Call to me and I will answer you, and will tell you great and hidden things that you have not known. Jeremiah 33:3 (NRSV)
The prophet Jeremiah, from whose book the above quote is taken, knew what it was to live in uncertain times. Truth is, with a very small amount of research it becomes obvious that a great deal of human history has taken place in times that are uncertain. As humans we don’t like this. As humans (at least most of us), we prefer stability and predictability that we can build upon to create the kind of lives that make us happy, productive, contented members of society. And while most of us have had personal circumstances that have tested us, and challenged our sense of equilibrium from time to time, generally over the last number of decades we have been able to count on the world around us as a relatively predictable place, at least that is my impression.
In Jeremiah’s time, they lived under a constant threat of a Babylonian invasion, which of course, eventually did happen, and would take from the children of Israel their leaders, and their very way of life. Yet even through years of predicting this sad fate, as Jeremiah invited those around him to reflect on their lives and their faith, he concurrently offered God’s people hope, believing that despite everything that was taking place, health and healing were possible.

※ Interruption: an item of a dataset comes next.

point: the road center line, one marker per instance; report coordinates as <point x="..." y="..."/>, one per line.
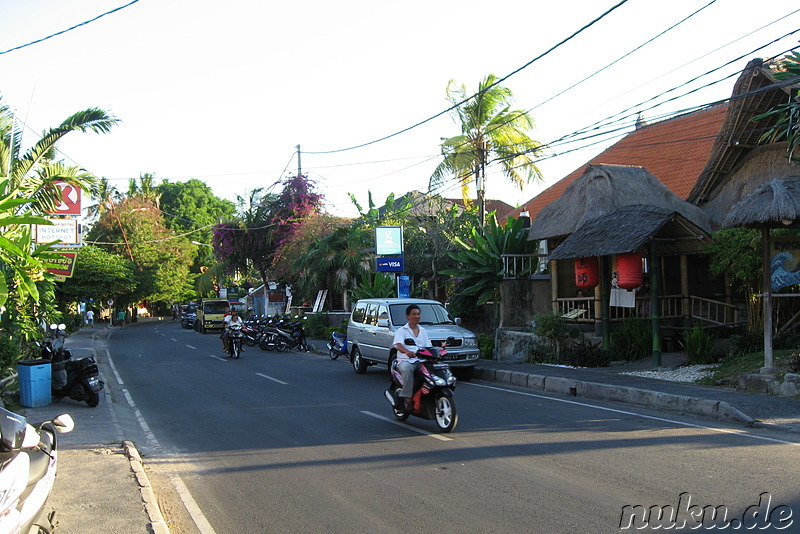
<point x="273" y="379"/>
<point x="662" y="419"/>
<point x="408" y="427"/>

As I read the verse above I felt both a keen need and a desire to know “the great and hidden things that [I] have not known”. In point of fact, I have lived a life of wanting to know and understand more. I think perhaps that during these times of COVID-19, we all may be feeling the same as questions abound. When will this all end? When can we get back to normal? Is there a normal anymore? Just how will the next number of months play out before us, particularly as a faith community? Jeremiah reminds us that in the midst of all the uncertainty, we need to remember to call out to God. In the midst of looking for answers to both our personal and our global challenges, even with a variety of worries and concerns nipping at our heals, we would do well to continue to call out to God. And the answers, the “great hidden things”, what about those? A large part of our calling out to God, is opening ourselves to listening, in fact asking for help in listening, to hear God all around us speaking in ways that may at first be unexpected. As we dance with the many questions of our current situations both personal and communal, can we expand into that form of listening that is expectant, and hopeful, allowing the “unknown” to gradually break in upon us in a whole variety of ways and realizations? I think that we can. I think that we must as we give ourselves consciously to a way of being where despite uncertainties on many levels, we affirm God as the one who steadies our boat, and the one who will eventually bring us into that place of health and healing, that place for which all of our hearts long.